Tuesday, September 15, 2009

My childhood was dark. Literally.

My first memory is of heat and yellow-orange shadows flitting through stained glass, cool mesh pressed against my too-warm cheeks because it felt nice. There is the soft, faded smell of pipe smoke and wood polish. I can hear people, though I never see them, and am content.

I asked my mother about this years ago, and she said that when I was a baby, I would sit in the old play-pen in my grandmother’s sitting room with the lights turned off, pressing my face to the side. (The lights were off because the house was ANCIENT and did not have air conditioning. Also, there was very little insulation in the walls, and the ceilings were incredibly high. None of this lent itself towards keeping heat out or in. The pipe smoke was a reminent from my grandfather, who had died 15 years before.) She mentioned in an off-hand way, through a blue-silver shimmer of cigarette smoke, that we must certainly have a picture of it somewhere, as I did this face pressing thing all the time. This never turned out to be true because there exist no pictures of me as a baby. Probably she meant to take one upon catching me with my wee baby face mooshed against the side of the play pen, but didn’t have a camera on hand. (I don’t think we had a camera.)

In any case, she said I was one or two years old when this memory must have planted itself in my brain. She said the play-pen was one of those dangerous old metal and mesh contraptions with the baby-killing collapsible sides. I also remember pinching my fingers in the hinges, and pulling it down on myself more than once. Somewhere in all of this, I remember the heavy, erratic thud-thumping of my older (younger) sister storming around the house. The sound is of her full-leg casts pounding against the hard wood floors, and is often punctuated by her sweet baby laughter.

**

My mind skips ahead from there. Again it is dark, and this time the darkness is complete except for candle and day light. Instead of stifling heat, it's always slightly cold now. This is due to our electricity being turned off more often than not, despite the fact that our mother works 3 jobs, 20 hours a day to provide for us. It’s two years after the hot, shaded comfort of my grandmother’s house.

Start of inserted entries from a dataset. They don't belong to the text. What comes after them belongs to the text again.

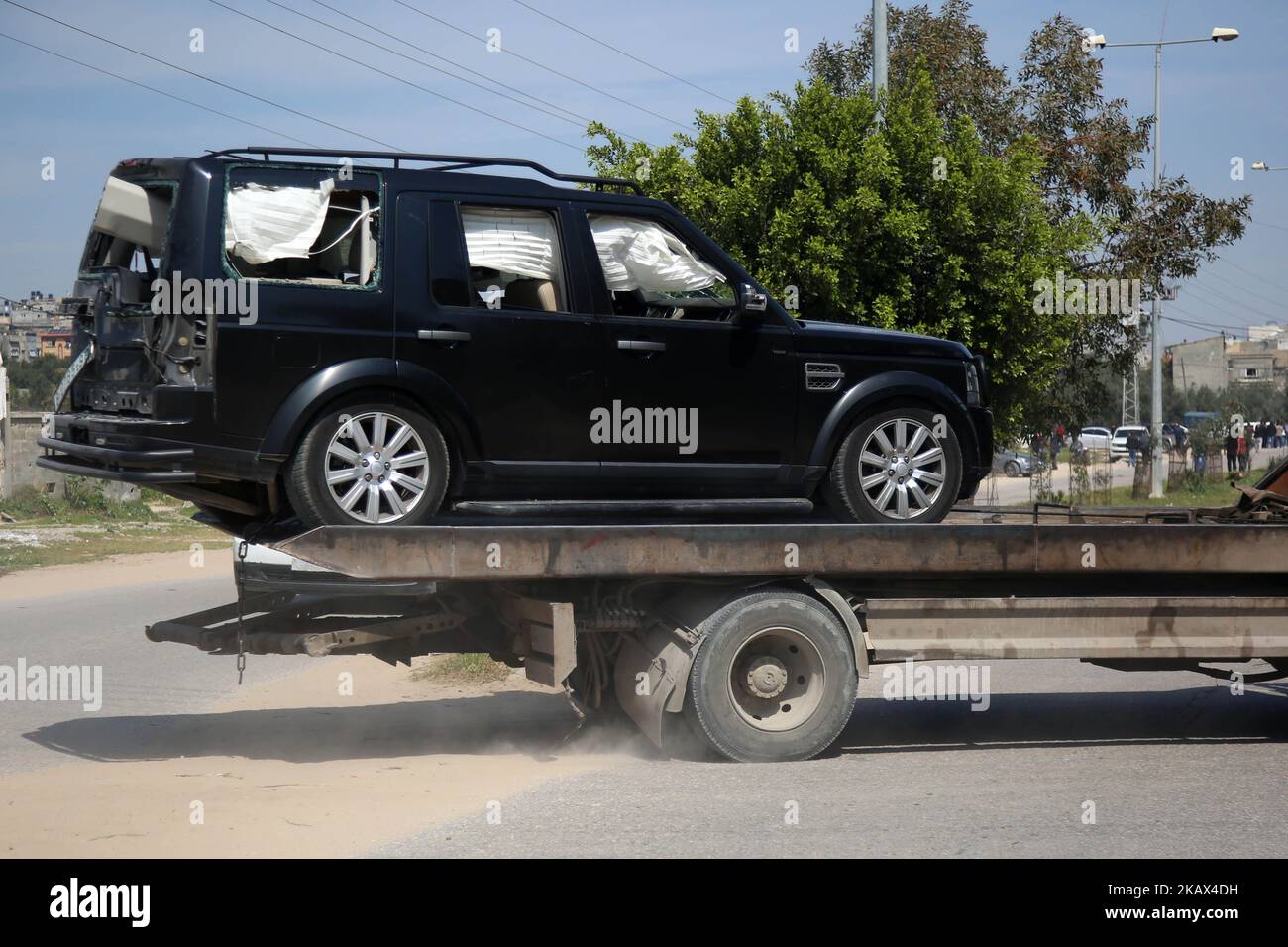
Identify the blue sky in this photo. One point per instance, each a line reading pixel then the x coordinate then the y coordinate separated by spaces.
pixel 1220 101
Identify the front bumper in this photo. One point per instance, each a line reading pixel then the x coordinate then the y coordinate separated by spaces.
pixel 143 450
pixel 117 449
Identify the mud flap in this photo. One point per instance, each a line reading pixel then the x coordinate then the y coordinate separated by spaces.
pixel 649 678
pixel 546 638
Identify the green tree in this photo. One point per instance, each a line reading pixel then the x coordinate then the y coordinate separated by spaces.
pixel 1090 147
pixel 33 384
pixel 912 224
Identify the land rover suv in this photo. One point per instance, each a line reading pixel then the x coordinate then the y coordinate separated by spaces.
pixel 385 338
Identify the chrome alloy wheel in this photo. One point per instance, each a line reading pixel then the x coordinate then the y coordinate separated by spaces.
pixel 376 467
pixel 902 468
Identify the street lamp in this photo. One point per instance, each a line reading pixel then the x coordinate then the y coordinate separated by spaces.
pixel 1093 40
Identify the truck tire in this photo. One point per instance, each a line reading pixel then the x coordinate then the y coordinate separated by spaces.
pixel 369 464
pixel 773 680
pixel 902 466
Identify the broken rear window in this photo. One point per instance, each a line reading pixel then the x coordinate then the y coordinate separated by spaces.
pixel 303 226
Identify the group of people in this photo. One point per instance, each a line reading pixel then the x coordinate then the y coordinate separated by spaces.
pixel 1237 447
pixel 1047 447
pixel 1270 433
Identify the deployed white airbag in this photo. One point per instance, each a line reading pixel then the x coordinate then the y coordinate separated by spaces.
pixel 269 223
pixel 133 213
pixel 511 241
pixel 638 254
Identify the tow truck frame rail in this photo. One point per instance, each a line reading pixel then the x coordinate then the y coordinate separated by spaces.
pixel 755 637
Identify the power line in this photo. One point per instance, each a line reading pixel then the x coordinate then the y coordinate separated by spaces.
pixel 390 75
pixel 197 75
pixel 622 52
pixel 1193 321
pixel 1262 223
pixel 1231 282
pixel 1248 272
pixel 1235 302
pixel 159 91
pixel 428 65
pixel 548 68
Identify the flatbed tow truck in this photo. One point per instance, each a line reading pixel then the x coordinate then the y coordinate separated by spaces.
pixel 754 637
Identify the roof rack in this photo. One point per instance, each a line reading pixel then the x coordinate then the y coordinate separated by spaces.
pixel 450 162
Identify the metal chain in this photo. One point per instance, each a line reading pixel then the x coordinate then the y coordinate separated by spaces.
pixel 241 635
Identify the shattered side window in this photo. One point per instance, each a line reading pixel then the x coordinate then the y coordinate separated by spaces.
pixel 305 227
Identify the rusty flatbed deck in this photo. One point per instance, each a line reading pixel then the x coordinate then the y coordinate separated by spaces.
pixel 944 551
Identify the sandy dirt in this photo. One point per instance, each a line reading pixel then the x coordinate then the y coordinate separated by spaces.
pixel 296 768
pixel 335 761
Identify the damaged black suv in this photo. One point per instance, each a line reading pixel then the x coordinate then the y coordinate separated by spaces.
pixel 267 333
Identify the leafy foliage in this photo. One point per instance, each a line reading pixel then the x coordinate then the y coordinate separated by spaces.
pixel 944 217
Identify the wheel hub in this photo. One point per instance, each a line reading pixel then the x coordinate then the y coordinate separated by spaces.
pixel 902 468
pixel 376 468
pixel 767 677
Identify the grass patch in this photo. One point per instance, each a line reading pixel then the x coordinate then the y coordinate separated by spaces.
pixel 85 523
pixel 462 669
pixel 1196 493
pixel 29 547
pixel 88 501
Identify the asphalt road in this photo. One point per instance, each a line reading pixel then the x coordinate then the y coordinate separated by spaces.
pixel 141 680
pixel 1172 763
pixel 1173 767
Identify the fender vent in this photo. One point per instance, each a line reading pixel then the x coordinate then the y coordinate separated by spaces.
pixel 823 376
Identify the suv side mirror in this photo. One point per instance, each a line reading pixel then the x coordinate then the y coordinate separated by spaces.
pixel 752 299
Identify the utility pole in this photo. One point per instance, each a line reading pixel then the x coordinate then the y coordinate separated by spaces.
pixel 1094 40
pixel 880 62
pixel 1155 317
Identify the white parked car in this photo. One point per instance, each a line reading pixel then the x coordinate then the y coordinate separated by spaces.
pixel 1096 438
pixel 1119 446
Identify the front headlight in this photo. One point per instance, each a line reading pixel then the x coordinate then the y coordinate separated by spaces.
pixel 973 393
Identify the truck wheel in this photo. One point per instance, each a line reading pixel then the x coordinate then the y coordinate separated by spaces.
pixel 773 680
pixel 896 468
pixel 369 464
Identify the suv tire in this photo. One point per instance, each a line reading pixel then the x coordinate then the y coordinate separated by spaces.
pixel 369 464
pixel 877 479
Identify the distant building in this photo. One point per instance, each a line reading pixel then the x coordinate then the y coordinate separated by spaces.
pixel 55 344
pixel 1199 364
pixel 1222 363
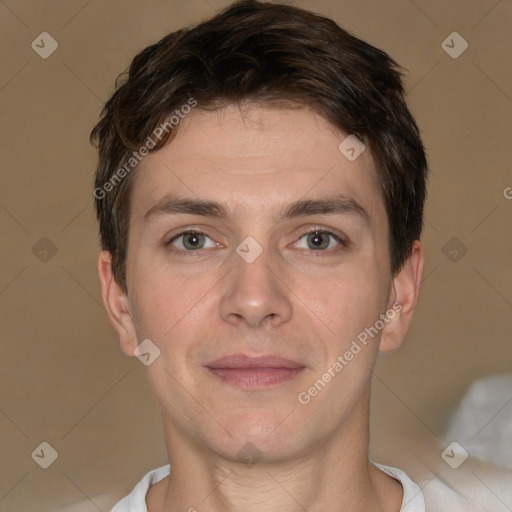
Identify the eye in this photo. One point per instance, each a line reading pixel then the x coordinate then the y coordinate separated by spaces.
pixel 190 241
pixel 320 240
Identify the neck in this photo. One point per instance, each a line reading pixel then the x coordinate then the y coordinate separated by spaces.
pixel 332 475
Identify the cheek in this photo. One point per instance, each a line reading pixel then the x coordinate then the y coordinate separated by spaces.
pixel 346 300
pixel 164 300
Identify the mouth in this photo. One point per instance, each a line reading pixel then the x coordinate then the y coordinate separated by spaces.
pixel 259 372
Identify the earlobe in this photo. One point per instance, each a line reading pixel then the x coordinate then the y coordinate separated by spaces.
pixel 405 291
pixel 117 304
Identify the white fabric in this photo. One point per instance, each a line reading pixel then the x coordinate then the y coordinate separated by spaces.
pixel 413 500
pixel 482 423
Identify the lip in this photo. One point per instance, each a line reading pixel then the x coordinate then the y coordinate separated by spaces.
pixel 233 361
pixel 254 372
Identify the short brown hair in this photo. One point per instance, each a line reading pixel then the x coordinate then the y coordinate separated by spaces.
pixel 269 53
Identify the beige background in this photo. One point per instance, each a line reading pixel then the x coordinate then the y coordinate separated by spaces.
pixel 63 378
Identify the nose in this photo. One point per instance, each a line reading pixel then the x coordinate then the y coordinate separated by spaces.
pixel 255 292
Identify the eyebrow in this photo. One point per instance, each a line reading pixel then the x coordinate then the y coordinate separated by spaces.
pixel 337 204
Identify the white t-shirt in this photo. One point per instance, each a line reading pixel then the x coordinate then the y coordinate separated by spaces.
pixel 413 500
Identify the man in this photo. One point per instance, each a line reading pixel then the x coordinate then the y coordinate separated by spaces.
pixel 260 196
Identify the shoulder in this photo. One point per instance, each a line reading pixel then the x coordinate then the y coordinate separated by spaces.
pixel 136 500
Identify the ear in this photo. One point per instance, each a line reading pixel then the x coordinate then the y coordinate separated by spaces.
pixel 117 304
pixel 402 300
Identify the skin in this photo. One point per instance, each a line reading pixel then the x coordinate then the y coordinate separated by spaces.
pixel 291 301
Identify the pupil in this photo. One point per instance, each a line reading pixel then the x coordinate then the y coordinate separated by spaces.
pixel 195 240
pixel 317 239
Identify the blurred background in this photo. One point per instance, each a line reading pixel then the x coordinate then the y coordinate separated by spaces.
pixel 63 379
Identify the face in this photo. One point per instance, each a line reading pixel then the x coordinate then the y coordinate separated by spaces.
pixel 254 294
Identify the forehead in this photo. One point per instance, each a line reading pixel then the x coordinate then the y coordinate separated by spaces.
pixel 255 160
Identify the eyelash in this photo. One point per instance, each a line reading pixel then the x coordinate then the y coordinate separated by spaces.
pixel 343 242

My sisters are there, and any time I go to this period in my life I am overwhelmed with a bone-crushing love for my older (younger) sister. I can see her as she was then, almost-black hair down her back, thick bangs straight across her sweet, pale, round face. Too blue eyes staring wide and innocent out at the world. She was maybe four years old, and already terribly kind and thoughtful. (This is how she still looks to me inside, how she looks to my soul, if that makes any sense.) She was my first friend, my best friend, and I was her shadow. She was everything to me. We played happily, constantly.

I remember our oldest sister, too, but in stark contrast to The Older… The Oldest scowled, was frequently too harsh with her words and hands, and was tasked too often with watching her nuisance siblings, 15 years her junior.

I see our mother in this chunk of time only briefly, fleetingly, and am stricken by how beautiful and perfect she was. (The knowledge that I realized even then that she was the most beautiful thing I’d ever see comforts me, as it comforted her when I relayed the childhood observation to her twenty years after it had occurred to me, whispered against her hand as she lay in the hospital, dying, though we didn’t yet know it.)

We lived in a small trailer, the four of us, and my toddler bed was in the closet of the room my sisters and I shared. I had a long yellow blanket with white fringe trim that I dragged with me everywhere, which bore a redish-pink stain from the time I used The Oldest’s favorite fingernail polish to paint part of our bedroom wall. I thought it would make her happy. It most decidedly did not.

***

At the very end of this cold, dark period, I see my mother in a wooden dining chair (or a large, black chair. The memory wavers on this one detail alone,) she is crumpled and crying. Her hands shake as they cover her face. The Oldest is sitting in the corner, curled into another chair, glaring out at the world but seeming for once less aggressive and more wounded. More human. As our mother cries, I curl myself around one of her legs and tell her it’s going to be alright, and that I love her. She cries harder, wracked with these animalistic sobs, and the man we call my father appears in the doorway to take The Older and I away. This is my memory of my mother’s first psychotic break in my lifetime.